The South Florida Bulls lacrosse team will represent the University of South Florida in the sport of women's lacrosse beginning in spring 2025. It will be one of two sports beginning their first season at USF in spring 2025, along with beach volleyball. They will compete in the American Athletic Conference of NCAA Division I. The Bulls will play their home games at Corbett Stadium on USF's Tampa campus, which they will share with the USF men's and women's soccer teams. It is the university's newest varsity sports team and the first new USF team since football was established in 1997. It will be the first new women's team in an NCAA sport at USF since women's soccer in 1995 (USF's women's sailing team was established in 1997, but it competes in the Inter-Collegiate Sailing Association rather than the NCAA).
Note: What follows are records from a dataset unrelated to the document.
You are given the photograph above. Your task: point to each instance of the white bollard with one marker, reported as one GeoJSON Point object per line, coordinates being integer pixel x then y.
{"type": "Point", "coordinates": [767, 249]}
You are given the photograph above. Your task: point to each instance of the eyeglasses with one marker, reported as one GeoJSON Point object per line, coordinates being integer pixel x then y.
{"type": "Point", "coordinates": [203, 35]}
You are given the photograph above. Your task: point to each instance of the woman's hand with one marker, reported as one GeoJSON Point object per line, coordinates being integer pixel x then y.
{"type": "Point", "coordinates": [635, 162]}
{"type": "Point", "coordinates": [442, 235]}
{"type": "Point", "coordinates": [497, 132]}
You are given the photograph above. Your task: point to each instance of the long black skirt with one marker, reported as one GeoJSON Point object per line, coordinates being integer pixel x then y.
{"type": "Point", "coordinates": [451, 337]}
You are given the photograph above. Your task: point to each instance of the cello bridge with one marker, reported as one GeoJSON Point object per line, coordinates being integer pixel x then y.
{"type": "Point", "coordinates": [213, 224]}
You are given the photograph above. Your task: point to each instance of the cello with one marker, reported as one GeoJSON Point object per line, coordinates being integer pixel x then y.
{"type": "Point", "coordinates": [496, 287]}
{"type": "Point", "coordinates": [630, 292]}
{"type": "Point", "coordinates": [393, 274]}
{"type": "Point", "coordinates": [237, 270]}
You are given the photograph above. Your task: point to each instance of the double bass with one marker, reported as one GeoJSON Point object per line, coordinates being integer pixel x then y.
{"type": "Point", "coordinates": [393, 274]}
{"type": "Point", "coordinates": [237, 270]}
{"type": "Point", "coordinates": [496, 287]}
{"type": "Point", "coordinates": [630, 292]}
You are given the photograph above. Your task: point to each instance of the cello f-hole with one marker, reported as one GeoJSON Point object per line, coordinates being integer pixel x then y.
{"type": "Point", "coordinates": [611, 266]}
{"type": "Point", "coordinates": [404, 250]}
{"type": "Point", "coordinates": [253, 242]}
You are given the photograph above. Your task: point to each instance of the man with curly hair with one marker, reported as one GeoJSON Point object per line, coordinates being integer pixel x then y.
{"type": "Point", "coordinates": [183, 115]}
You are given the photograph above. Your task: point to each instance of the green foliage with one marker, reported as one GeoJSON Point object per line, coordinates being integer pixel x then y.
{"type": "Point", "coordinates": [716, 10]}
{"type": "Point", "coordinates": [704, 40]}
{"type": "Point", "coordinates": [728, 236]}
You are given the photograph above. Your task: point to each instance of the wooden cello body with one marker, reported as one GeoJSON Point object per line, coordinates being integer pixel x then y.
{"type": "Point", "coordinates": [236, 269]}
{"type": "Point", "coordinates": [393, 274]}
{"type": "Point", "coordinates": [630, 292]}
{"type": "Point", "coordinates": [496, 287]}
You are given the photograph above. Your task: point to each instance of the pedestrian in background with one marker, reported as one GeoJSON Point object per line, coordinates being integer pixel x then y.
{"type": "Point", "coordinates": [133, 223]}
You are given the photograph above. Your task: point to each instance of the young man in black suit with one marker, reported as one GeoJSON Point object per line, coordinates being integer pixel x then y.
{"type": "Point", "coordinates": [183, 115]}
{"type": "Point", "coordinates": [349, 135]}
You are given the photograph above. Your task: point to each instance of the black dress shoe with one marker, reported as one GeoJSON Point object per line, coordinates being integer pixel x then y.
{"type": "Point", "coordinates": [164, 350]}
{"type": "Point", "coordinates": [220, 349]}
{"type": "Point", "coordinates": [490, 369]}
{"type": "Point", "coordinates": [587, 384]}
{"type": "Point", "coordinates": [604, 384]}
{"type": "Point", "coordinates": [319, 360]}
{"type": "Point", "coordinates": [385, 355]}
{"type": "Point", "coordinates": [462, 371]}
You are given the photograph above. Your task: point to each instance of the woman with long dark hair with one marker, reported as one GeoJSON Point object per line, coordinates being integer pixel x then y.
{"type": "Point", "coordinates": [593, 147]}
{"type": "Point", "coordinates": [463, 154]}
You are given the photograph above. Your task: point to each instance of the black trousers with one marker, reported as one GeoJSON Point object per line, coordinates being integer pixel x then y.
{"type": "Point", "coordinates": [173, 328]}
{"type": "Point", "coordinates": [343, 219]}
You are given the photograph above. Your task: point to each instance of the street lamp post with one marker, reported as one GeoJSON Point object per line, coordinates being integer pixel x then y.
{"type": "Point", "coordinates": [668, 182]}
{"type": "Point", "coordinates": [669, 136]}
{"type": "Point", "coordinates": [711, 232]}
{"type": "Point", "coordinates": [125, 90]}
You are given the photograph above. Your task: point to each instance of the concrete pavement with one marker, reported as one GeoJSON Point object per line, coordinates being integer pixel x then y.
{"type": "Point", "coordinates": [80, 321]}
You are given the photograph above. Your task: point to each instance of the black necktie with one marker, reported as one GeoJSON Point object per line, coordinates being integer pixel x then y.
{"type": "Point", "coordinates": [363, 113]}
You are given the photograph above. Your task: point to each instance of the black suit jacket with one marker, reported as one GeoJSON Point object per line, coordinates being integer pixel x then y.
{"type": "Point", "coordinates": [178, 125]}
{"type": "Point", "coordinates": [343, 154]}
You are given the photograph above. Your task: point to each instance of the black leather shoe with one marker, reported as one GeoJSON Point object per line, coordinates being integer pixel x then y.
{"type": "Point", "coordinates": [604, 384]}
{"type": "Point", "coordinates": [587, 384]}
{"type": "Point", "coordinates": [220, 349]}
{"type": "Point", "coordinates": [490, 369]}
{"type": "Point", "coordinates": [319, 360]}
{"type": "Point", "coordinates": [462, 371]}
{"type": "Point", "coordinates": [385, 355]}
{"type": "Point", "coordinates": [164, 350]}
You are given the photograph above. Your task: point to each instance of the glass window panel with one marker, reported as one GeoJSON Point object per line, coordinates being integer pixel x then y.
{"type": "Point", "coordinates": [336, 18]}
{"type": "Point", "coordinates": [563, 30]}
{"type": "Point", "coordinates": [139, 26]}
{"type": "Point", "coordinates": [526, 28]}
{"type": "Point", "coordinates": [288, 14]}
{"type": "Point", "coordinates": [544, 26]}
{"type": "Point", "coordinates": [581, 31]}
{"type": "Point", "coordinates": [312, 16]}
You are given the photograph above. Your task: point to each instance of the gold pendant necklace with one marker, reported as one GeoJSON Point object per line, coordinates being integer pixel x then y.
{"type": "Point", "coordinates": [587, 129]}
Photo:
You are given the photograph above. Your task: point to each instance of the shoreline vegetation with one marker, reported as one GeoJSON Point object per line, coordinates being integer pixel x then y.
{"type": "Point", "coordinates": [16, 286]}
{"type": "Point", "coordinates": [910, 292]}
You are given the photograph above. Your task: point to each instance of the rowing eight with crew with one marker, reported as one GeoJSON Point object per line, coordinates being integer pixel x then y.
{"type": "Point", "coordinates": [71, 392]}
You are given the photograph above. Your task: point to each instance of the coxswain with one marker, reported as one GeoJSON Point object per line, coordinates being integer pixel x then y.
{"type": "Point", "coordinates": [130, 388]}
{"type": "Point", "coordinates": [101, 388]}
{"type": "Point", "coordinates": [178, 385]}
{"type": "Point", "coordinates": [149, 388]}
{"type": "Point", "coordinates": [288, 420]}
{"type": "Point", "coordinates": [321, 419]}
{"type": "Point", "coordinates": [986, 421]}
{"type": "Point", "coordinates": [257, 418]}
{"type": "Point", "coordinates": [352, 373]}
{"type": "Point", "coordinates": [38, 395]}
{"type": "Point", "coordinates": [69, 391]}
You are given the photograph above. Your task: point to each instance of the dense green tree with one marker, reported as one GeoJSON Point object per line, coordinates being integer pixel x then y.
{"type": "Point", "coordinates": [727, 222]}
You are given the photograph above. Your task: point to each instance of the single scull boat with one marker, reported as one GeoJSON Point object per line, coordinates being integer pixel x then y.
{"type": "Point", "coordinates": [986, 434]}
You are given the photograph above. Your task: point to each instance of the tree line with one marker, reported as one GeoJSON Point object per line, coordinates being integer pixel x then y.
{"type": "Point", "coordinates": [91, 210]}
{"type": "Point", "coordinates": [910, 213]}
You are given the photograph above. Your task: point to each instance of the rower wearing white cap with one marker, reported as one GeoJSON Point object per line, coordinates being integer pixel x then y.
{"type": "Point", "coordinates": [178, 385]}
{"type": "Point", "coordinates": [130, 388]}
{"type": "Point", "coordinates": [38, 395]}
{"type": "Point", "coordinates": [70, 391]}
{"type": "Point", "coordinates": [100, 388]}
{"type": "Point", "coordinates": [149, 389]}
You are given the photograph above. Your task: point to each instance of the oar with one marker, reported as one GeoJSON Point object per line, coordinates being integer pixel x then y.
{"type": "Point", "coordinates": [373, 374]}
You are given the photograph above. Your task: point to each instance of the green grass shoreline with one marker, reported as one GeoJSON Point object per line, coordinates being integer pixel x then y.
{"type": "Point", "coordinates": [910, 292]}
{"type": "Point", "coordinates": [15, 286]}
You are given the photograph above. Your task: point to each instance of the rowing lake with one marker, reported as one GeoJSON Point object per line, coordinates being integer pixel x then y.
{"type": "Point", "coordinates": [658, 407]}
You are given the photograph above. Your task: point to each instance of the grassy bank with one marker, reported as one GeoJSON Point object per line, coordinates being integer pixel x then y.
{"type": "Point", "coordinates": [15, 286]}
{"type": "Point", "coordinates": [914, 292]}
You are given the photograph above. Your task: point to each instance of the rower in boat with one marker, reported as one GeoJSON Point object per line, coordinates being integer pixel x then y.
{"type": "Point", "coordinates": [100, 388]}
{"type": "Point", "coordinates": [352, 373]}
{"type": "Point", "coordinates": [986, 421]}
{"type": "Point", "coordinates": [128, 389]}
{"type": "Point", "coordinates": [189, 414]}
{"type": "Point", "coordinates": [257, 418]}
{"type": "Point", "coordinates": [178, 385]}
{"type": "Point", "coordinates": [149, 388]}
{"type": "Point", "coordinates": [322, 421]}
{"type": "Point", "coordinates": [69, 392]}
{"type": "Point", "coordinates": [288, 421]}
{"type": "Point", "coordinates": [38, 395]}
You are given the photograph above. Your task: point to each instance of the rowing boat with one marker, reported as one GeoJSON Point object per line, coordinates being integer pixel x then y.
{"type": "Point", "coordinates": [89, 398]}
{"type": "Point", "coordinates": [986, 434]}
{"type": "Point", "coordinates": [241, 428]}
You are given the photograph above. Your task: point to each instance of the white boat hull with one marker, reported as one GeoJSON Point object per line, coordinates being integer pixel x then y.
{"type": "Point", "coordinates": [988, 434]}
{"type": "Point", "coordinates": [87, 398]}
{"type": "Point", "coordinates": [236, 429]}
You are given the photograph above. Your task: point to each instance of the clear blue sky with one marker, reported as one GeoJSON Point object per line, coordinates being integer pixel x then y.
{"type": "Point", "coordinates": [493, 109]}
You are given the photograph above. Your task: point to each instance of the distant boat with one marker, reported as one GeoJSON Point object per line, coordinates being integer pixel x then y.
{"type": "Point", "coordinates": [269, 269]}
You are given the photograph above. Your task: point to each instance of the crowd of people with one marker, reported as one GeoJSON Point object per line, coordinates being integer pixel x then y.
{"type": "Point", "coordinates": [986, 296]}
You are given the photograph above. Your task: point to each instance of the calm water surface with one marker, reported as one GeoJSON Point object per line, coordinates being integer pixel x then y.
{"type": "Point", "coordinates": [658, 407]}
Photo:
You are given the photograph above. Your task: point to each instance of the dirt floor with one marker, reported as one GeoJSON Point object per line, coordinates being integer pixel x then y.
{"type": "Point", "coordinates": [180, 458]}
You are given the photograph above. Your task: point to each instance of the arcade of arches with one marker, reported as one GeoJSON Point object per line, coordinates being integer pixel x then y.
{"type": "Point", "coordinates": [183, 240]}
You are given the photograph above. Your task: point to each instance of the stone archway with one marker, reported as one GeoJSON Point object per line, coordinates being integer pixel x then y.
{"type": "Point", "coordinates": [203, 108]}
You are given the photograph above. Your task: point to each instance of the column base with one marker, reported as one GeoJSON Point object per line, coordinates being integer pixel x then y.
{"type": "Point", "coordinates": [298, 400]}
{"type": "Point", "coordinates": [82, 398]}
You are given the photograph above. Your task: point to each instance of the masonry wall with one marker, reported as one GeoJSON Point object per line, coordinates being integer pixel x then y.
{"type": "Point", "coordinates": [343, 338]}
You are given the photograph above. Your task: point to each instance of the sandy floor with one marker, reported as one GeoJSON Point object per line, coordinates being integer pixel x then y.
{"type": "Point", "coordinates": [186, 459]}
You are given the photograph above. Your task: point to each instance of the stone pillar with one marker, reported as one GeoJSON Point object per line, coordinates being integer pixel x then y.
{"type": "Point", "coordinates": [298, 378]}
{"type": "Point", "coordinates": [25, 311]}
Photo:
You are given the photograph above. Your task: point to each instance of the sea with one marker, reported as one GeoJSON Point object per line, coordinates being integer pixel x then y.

The team will be coached by Mindy McCord.

History 
The USF women's lacrosse team was first announced in November 2021 and will become the university's 20th varsity sports team. They were originally scheduled to take the field for the first time in spring 2024, but this date was later pushed back to spring 2025. Their first home field will be the on-campus Corbett Stadium which was built in 2011 as the new home for the Bulls soccer teams. This will be a temporary arrangement until plans are made for a lacrosse-specific stadium some time in the future.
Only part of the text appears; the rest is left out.